On Thu, Feb 20, 2014 at 6:54 AM, Pierre Joye <[email protected]> wrote:
> * ICU:
> U_CHARSET_IS_UTF8 allows to force ICU to use UTF-8 by default. It is a
> ICU compile time setting.It is is not possible to set it at PHP
> configure time. It means that users will have to create their own
> build. Alternatively we can bundle ICU but this will be awkward, a
> maintenance nightmare for both php and the distros.
>
> Alternatively UText can be used to create UTF-8 string. APIs accepting
> UText allow almost everything we need. However the counterpart is that
> a UTF-8 UText is readonly. Any operation altering its content will
> require duplication, clones or conversions. That may kill all gains we
> got from using UTF-8 only.
>
> The U_CHARSET_IS_UTF8 is very appealing but to bundle ICU is actually
> show stopper. Asking users to custom build ICU is not an option
> either. I do not know if the distros will be ready to provide two
> different builds of ICU either, it may add a lot of issues with all
> projects using ICU.
Here is a 1st reply from ICU:
http://sourceforge.net/p/icu/mailman/message/32031609/
It sounds like this flag could be a good option for PHP's Unicode support.
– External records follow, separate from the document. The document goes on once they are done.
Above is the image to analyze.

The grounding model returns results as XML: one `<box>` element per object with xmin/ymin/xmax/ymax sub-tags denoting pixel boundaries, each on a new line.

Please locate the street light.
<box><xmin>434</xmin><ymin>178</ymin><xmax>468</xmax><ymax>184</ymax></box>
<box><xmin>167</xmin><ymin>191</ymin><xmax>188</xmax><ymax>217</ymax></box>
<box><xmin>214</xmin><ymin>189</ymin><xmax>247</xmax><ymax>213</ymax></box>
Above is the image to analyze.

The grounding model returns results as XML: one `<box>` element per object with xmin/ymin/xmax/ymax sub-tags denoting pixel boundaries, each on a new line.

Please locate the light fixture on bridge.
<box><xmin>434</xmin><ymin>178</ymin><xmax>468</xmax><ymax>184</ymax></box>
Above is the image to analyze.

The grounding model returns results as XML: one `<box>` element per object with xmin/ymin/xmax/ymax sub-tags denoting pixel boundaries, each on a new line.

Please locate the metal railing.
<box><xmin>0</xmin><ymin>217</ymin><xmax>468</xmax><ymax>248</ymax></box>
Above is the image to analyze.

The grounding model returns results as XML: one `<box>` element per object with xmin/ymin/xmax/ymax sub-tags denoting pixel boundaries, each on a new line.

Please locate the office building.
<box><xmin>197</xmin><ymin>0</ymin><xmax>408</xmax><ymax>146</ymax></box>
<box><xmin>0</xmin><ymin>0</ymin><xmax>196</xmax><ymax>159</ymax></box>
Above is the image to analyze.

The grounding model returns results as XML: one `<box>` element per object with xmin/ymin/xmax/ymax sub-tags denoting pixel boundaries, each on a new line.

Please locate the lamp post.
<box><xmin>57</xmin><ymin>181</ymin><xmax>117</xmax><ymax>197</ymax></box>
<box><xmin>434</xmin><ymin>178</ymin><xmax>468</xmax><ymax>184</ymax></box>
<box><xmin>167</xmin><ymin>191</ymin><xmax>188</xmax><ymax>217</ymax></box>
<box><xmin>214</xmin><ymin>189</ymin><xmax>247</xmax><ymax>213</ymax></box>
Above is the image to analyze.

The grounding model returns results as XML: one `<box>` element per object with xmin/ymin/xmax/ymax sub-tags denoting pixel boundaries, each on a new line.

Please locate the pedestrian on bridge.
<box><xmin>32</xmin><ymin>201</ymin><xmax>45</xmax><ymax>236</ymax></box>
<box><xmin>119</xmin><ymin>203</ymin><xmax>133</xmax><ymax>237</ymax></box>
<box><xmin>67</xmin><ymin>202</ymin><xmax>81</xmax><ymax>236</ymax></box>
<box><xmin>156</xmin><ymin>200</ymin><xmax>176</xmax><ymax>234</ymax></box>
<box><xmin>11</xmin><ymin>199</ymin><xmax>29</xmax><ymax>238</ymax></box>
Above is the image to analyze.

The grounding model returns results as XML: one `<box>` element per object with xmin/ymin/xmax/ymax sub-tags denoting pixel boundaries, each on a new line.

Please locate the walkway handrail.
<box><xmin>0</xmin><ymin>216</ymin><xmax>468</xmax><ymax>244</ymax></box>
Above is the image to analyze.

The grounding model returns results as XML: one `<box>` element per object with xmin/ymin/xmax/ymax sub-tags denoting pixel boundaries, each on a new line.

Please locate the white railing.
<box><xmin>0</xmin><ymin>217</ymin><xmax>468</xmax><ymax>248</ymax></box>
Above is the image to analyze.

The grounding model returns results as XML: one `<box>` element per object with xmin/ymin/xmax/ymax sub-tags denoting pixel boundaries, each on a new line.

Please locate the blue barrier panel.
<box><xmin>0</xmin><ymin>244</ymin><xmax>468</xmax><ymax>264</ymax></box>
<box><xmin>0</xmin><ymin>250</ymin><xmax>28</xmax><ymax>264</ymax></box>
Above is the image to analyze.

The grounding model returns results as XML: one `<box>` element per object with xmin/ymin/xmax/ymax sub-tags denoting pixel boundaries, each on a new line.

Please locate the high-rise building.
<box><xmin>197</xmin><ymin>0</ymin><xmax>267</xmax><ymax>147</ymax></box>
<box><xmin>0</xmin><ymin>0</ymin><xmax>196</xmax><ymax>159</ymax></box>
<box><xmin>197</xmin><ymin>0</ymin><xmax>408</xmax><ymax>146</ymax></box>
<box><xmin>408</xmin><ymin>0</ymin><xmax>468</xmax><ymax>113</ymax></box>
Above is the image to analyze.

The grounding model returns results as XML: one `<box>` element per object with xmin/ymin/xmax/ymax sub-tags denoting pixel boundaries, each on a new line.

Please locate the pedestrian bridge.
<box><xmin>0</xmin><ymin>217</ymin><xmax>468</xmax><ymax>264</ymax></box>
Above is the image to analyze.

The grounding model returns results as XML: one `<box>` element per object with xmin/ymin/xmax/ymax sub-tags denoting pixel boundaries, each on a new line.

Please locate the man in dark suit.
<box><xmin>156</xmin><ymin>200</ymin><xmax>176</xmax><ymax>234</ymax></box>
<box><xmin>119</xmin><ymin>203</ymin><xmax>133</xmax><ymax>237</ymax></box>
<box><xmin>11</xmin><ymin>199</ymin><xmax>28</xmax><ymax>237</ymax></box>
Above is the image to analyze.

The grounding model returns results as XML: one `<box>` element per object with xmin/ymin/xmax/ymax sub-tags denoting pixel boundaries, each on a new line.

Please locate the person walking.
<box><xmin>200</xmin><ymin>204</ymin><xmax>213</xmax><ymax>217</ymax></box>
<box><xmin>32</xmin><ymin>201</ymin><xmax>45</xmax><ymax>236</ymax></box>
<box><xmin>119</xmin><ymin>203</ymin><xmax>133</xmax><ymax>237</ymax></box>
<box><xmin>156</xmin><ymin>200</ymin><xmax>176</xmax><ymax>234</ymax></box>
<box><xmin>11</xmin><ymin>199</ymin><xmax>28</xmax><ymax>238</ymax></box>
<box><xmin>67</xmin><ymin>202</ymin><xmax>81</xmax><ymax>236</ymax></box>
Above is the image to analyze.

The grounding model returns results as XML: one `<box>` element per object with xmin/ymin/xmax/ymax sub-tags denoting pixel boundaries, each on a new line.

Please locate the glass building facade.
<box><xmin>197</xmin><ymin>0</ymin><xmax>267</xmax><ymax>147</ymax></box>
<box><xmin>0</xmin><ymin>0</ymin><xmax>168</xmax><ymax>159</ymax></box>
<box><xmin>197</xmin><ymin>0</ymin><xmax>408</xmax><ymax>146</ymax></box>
Btw, I created a sub page for Unicode support:
https://wiki.php.net/ideas/php6/unicode
> Thoughts, comments or ideas?
I found another C++ library to do the basic UTF-8 operations, easl:
https://code.google.com/p/easl/
It could be a nice one to use in combination with ICU, small and fast
(1st tests).
Cheers,
--
Pierre
@pierrejoye | http://www.libgd.org